The gnatcatcher family can be found in North and South America. Most of the species of this mainly tropical and sub-tropical group are resident, but the Blue-gray Gnatcatchers of the USA and southern Canada migrate south in winter.

Their preferred habitat is the open woodland or scrub.

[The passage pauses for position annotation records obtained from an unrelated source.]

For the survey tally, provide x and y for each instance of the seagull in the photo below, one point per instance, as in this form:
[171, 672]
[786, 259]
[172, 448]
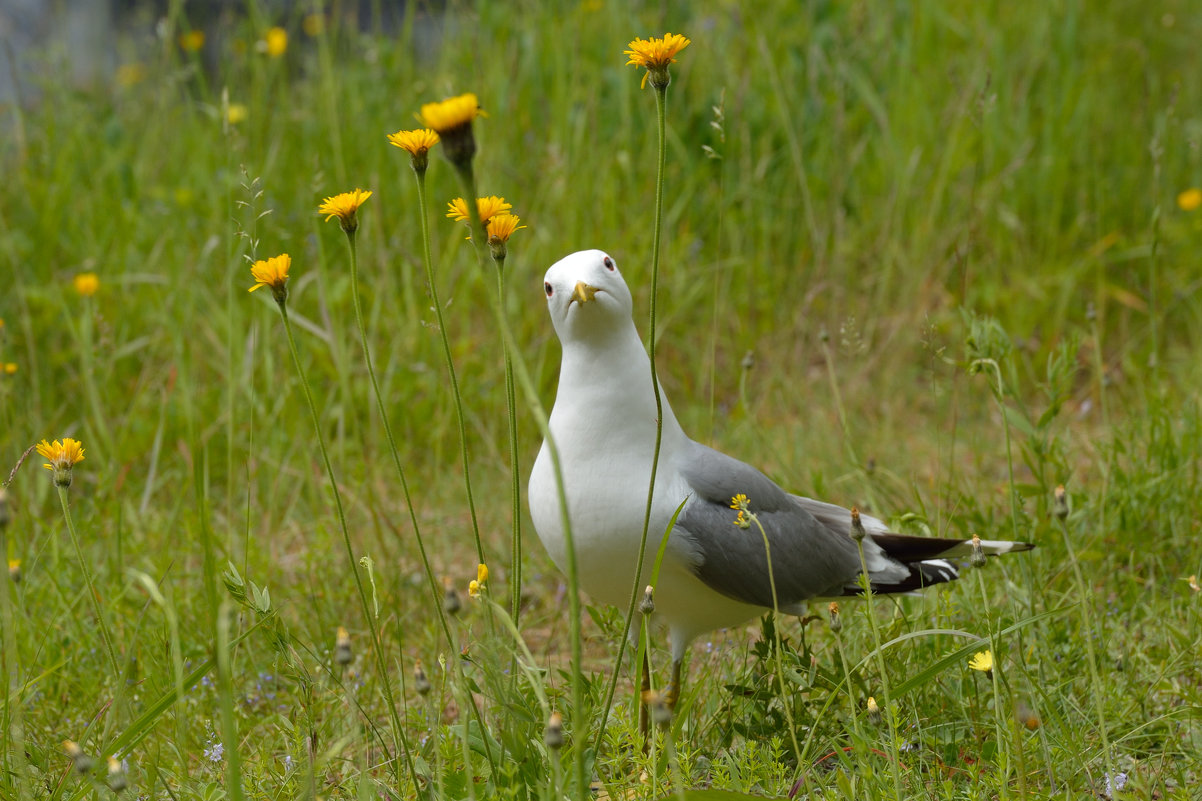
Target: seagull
[714, 571]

The gnatcatchers are mainly soft bluish-grey, resembling Old World Warblers in their structure and habits.


Breeding / Nesting:

Monogamous pairs are formed shortly after the return to the breeding range, in late March or April.

They nest in bushes or trees. The nest is built by both the male and female and takes nearly two weeks to complete. Three to five eggs are layed 5-10 days after construction is finished.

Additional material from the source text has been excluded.